The Journal
Foundations · 9 min read

Healthspan, Not Just Lifespan: The New Science of Aging Well in Dogs

Adding years to your dog's life is the easy part. Adding life to those years is what the next decade of canine medicine is really about.

May 2026
Amber dropper bottle in warm light

For most of the twentieth century, veterinary medicine measured success in a single dimension: how long a dog lived. The shift now underway is subtler and more interesting. Researchers and thoughtful owners have started asking a different question — not how many years, but how many good years.

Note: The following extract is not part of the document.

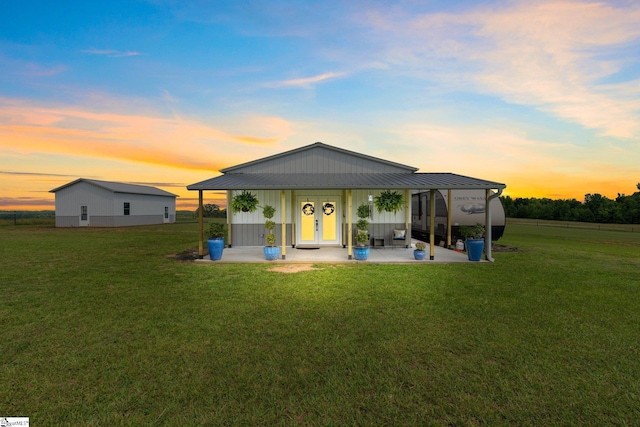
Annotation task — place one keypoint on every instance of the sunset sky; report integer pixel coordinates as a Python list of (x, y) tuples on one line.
[(543, 96)]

That distinction has a name. Healthspan is the period of life spent in good health, free from the chronic, compounding decline that defines old age. For dogs, whose accelerated lifespans compress decades of aging into a handful of years, the difference between lifespan and healthspan is often the difference between two and four genuinely vibrant senior years.

Why dogs are the ideal aging model

The Dog Aging Project, a long-term observational study of more than 50,000 companion dogs, has produced the clearest picture yet of how aging unfolds outside a laboratory. Dogs share our homes, our food, our air, and increasingly our metabolic problems. Unlike laboratory mice, they age in the real world. Unlike humans, they age fast enough that interventions can be measured.

We are not trying to make dogs immortal. We are trying to make the last third of their life look like the middle third.

The four levers we can actually pull

Across the published literature, four interventions reappear with unusual consistency. None of them are exotic. All of them are within reach of an attentive owner.

  • Caloric moderation — keeping a dog at the lean end of healthy weight extends median lifespan by roughly 15 percent in controlled studies.
  • Daily aerobic movement — sustained low-intensity exercise preserves mitochondrial density in skeletal muscle and the brain.
  • Targeted supplementation — a small number of compounds, including omega-3s and NAD+ precursors, have human-grade evidence behind them.
  • Cognitive engagement — novel scent work and problem solving slow the gray-matter changes associated with canine cognitive dysfunction.

Where this journal goes from here

Each article we publish takes one of those levers and pulls on it carefully. We translate the studies, name the limits, and tell you what we have personally changed in our own dogs' lives as a result. Healthspan is built in small, repeated decisions. The work of this journal is to make those decisions easier.